Voltage-gated calcium channels (VGCCs) are widely expressed in the brain, heart and vessels, smooth and skeletal muscle, as well as in endocrine cells. VGCCs mediate gene transcription, synaptic and neuronal structural plasticity, muscle contraction, the release of hormones and neurotransmitters, and membrane excitability. Therefore, it is not surprising that VGCC dysfunction results in severe pathologies, such as cardiovascular conditions, neurological and psychiatric disorders, altered glycemic levels, and abnormal smooth muscle tone. The latest research findings and clinical evidence increasingly show the critical role played by VGCCs in autism spectrum disorders, Parkinson's disease, drug addiction, pain, and epilepsy. These findings outline the importance of developing selective calcium channel inhibitors and modulators to treat such prevailing conditions of the central nervous system. Several small molecules inhibiting calcium channels are currently used in clinical practice to successfully treat pain and cardiovascular conditions. However, the limited palette of molecules available and the emerging extent of VGCC pathophysiology require the development of additional drugs targeting these channels. Here, we provide an overview of the role of calcium channels in neurological disorders and discuss possible strategies to generate novel therapeutics.

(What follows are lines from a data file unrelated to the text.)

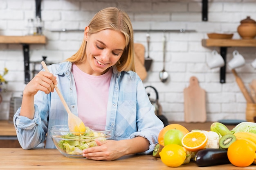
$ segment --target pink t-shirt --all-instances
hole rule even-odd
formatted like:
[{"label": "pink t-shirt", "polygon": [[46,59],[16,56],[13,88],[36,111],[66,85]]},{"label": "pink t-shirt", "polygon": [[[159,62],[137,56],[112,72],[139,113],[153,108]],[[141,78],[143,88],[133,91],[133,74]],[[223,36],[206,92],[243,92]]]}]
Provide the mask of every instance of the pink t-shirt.
[{"label": "pink t-shirt", "polygon": [[85,124],[105,125],[112,69],[95,76],[73,64],[72,72],[76,88],[79,117]]}]

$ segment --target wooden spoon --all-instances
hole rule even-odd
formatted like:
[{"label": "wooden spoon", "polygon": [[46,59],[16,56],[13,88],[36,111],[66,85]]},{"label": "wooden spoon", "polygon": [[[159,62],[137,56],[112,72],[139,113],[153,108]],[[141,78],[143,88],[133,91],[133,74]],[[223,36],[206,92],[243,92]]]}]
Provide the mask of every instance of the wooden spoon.
[{"label": "wooden spoon", "polygon": [[[45,71],[50,72],[48,69],[48,68],[47,68],[47,66],[46,65],[44,61],[43,61],[41,63],[42,64],[43,68],[44,68],[45,70]],[[67,123],[68,124],[68,127],[70,129],[70,131],[71,132],[85,132],[85,126],[84,125],[84,124],[80,118],[71,112],[71,111],[68,107],[68,106],[63,97],[61,93],[58,89],[58,86],[57,86],[57,85],[54,85],[55,90],[61,98],[61,100],[63,105],[64,105],[67,112],[67,114],[68,115]],[[80,134],[80,133],[76,133],[76,135]]]}]

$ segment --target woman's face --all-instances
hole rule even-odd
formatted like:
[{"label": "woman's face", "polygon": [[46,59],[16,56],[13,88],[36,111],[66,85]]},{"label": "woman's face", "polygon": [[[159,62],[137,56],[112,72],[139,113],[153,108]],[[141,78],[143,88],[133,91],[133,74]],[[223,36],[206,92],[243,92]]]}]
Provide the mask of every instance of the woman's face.
[{"label": "woman's face", "polygon": [[85,28],[86,59],[82,70],[91,75],[102,75],[121,57],[126,46],[124,35],[110,29],[90,35],[88,31],[89,27]]}]

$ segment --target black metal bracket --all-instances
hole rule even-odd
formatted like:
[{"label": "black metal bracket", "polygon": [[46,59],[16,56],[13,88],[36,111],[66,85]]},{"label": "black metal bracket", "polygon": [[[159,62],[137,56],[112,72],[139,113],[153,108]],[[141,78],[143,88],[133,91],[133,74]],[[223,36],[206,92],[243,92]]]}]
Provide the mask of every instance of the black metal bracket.
[{"label": "black metal bracket", "polygon": [[208,0],[202,0],[202,20],[208,20]]},{"label": "black metal bracket", "polygon": [[36,16],[41,17],[41,0],[36,0]]},{"label": "black metal bracket", "polygon": [[224,60],[225,64],[223,67],[220,68],[220,82],[221,83],[224,83],[226,82],[226,56],[227,56],[227,47],[220,47],[220,55]]},{"label": "black metal bracket", "polygon": [[30,81],[29,71],[29,46],[27,44],[22,44],[23,57],[24,59],[24,74],[25,83],[27,84]]}]

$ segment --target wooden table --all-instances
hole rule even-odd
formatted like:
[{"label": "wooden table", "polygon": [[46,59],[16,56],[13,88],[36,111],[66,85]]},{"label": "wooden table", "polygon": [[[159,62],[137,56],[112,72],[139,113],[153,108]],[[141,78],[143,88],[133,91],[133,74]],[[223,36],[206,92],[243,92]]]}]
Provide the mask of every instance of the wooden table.
[{"label": "wooden table", "polygon": [[[4,170],[170,170],[160,158],[152,156],[129,155],[112,161],[98,161],[84,159],[70,158],[63,156],[56,149],[0,148],[0,169]],[[175,170],[203,169],[255,170],[256,165],[245,168],[231,164],[198,167],[192,161]]]},{"label": "wooden table", "polygon": [[21,148],[13,122],[0,120],[0,148]]}]

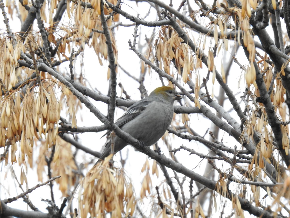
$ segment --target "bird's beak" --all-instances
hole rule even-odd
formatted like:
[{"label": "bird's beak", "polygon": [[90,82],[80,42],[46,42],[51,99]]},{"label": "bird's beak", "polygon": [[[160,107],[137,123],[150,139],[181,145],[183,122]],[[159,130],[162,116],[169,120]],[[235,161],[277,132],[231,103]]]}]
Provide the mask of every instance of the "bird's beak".
[{"label": "bird's beak", "polygon": [[179,94],[176,94],[174,96],[175,99],[175,100],[180,100],[182,98],[181,96]]}]

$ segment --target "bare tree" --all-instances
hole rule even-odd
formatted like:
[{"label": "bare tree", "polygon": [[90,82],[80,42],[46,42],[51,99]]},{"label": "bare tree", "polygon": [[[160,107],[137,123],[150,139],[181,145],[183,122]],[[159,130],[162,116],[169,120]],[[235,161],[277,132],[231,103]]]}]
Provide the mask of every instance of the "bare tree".
[{"label": "bare tree", "polygon": [[[3,1],[0,160],[13,178],[1,183],[0,217],[290,216],[288,0]],[[108,66],[107,94],[105,79],[93,84],[83,71],[92,51],[94,67]],[[139,69],[119,61],[129,55]],[[132,94],[155,87],[154,77],[183,97],[152,149],[114,121],[116,107],[139,99]],[[78,125],[89,111],[102,124]],[[140,190],[126,173],[139,170],[126,168],[130,153],[123,151],[122,167],[113,154],[94,165],[101,146],[79,135],[106,130],[150,158]],[[20,194],[6,192],[14,183]],[[47,184],[42,211],[31,196]],[[10,206],[20,198],[29,210]]]}]

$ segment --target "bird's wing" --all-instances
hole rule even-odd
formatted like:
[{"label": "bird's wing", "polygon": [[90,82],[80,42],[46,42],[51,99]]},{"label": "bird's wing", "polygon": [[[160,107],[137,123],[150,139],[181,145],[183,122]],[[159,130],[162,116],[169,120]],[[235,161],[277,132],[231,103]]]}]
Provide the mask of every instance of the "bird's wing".
[{"label": "bird's wing", "polygon": [[[140,114],[152,101],[147,98],[145,98],[133,104],[124,114],[117,120],[115,124],[118,127],[121,127]],[[108,131],[102,137],[107,135],[110,131],[110,130]]]}]

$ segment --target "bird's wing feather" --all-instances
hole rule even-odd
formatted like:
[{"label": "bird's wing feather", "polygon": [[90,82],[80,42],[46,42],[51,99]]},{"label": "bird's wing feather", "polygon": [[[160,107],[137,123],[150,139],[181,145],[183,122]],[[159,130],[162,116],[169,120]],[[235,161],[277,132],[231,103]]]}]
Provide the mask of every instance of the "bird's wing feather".
[{"label": "bird's wing feather", "polygon": [[[151,102],[151,101],[145,98],[133,104],[124,114],[117,120],[115,124],[118,127],[121,127],[124,124],[132,120],[140,115]],[[110,131],[109,130],[102,137],[107,135]]]}]

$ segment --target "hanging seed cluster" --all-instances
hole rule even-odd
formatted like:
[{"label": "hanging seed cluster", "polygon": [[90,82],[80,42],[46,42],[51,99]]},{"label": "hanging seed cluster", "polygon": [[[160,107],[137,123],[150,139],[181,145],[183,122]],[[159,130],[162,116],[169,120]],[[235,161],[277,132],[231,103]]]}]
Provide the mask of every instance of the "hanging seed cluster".
[{"label": "hanging seed cluster", "polygon": [[[178,74],[186,83],[191,77],[195,69],[195,60],[192,51],[176,31],[170,26],[161,27],[155,44],[156,57],[159,67],[168,74],[170,71],[171,62],[174,60]],[[151,50],[151,49],[149,49]]]},{"label": "hanging seed cluster", "polygon": [[[37,161],[37,174],[38,180],[43,182],[43,172],[45,172],[45,168],[47,166],[46,157],[49,158],[51,156],[51,150],[48,150],[45,141],[41,141],[41,143]],[[77,167],[70,144],[57,137],[55,146],[53,159],[50,164],[51,176],[61,176],[55,182],[59,185],[59,189],[63,196],[66,196],[68,194],[67,192],[68,190],[70,190],[70,188],[75,185],[76,177],[74,172],[77,171]]]},{"label": "hanging seed cluster", "polygon": [[[90,47],[93,47],[97,56],[100,65],[102,65],[102,59],[104,58],[107,60],[108,58],[108,51],[106,37],[104,34],[93,32],[92,31],[92,29],[93,28],[100,31],[103,30],[100,17],[101,13],[100,7],[100,0],[86,0],[83,1],[90,3],[93,8],[84,8],[81,6],[79,1],[76,3],[68,1],[67,4],[66,11],[70,19],[71,16],[73,18],[70,19],[70,22],[71,23],[69,25],[71,25],[73,27],[72,28],[67,27],[62,28],[61,30],[64,32],[65,35],[59,39],[55,38],[55,28],[51,27],[48,31],[48,32],[50,33],[49,35],[48,39],[55,43],[59,43],[59,41],[60,41],[60,43],[59,43],[57,54],[61,62],[61,56],[64,57],[67,60],[69,59],[66,53],[68,51],[70,53],[71,46],[70,43],[73,42],[80,47],[82,51],[84,49],[86,43]],[[52,0],[52,1],[51,7],[49,10],[48,22],[51,27],[52,27],[53,24],[53,15],[55,11],[57,2],[57,0]],[[115,4],[117,1],[113,0],[110,1],[110,2]],[[112,12],[111,10],[107,8],[106,7],[104,7],[104,12],[105,16],[108,15]],[[114,22],[118,22],[119,18],[118,14],[114,15]],[[109,27],[113,25],[113,24],[112,19],[109,19],[107,21],[107,25]],[[109,28],[109,31],[113,43],[115,64],[117,64],[118,50],[116,46],[115,35],[110,28]],[[90,38],[89,40],[88,40],[89,38]]]},{"label": "hanging seed cluster", "polygon": [[127,181],[123,170],[110,167],[112,155],[94,166],[85,177],[79,199],[81,217],[88,214],[105,217],[108,212],[112,217],[127,217],[134,213],[136,202],[132,183]]}]

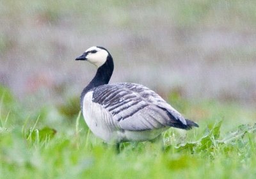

Keywords: CaV1; CaV2; CaV3; Compound 8; PYT; anxiety; autism spectrum disorders; gabapentin; pain; pregabalin; seizure; small molecules; splice variants; voltage-gated calcium channels.

Figure 1

The topology of voltage-gated calcium channels with known drug-binding regions and the mechanisms of channel inhibition. The image represents the channel complex including the Ca_Vα₁ pore forming subunit with the auxiliary Ca_Vβ and Ca_Vα2δ which regulate channel trafficking and biophysical properties. The Ca_Vα₁ is organized in four transmembrane domains (I–IV), each containing six membrane-spanning helices (S1–S6). All S5-S6 segments form the channel pore (P) whereas the S1-S4 constitute the voltage-sensing domain (VSD). Inhibition is achieved by modifying channel gating (dark green arrows, gating modifiers) through binding with the extracellular linkers of the VSD (e.g., agatoxin) or with the activation gates of the pore (e.g., DHP). Another blocking mechanism includes the direct occlusion of the pore from the extracellular space (e.g., conotoxin). Small molecules are membrane permeable and can access the pore from the cytoplasm, thereby impeding the ion permeation (light green, pore blockers) (e.g., PAA). BTT-266 and BTT-369 disrupt the Ca_Vα₁–Ca_Vβ interaction interfering with channel trafficking. Gabapentin and pregabalin reduce channel membrane expression by binding with the Ca_Vα2δ subunit. BZT, benzothiazepine; DHP, dihydropyridine; PAA, phenylalkylamine.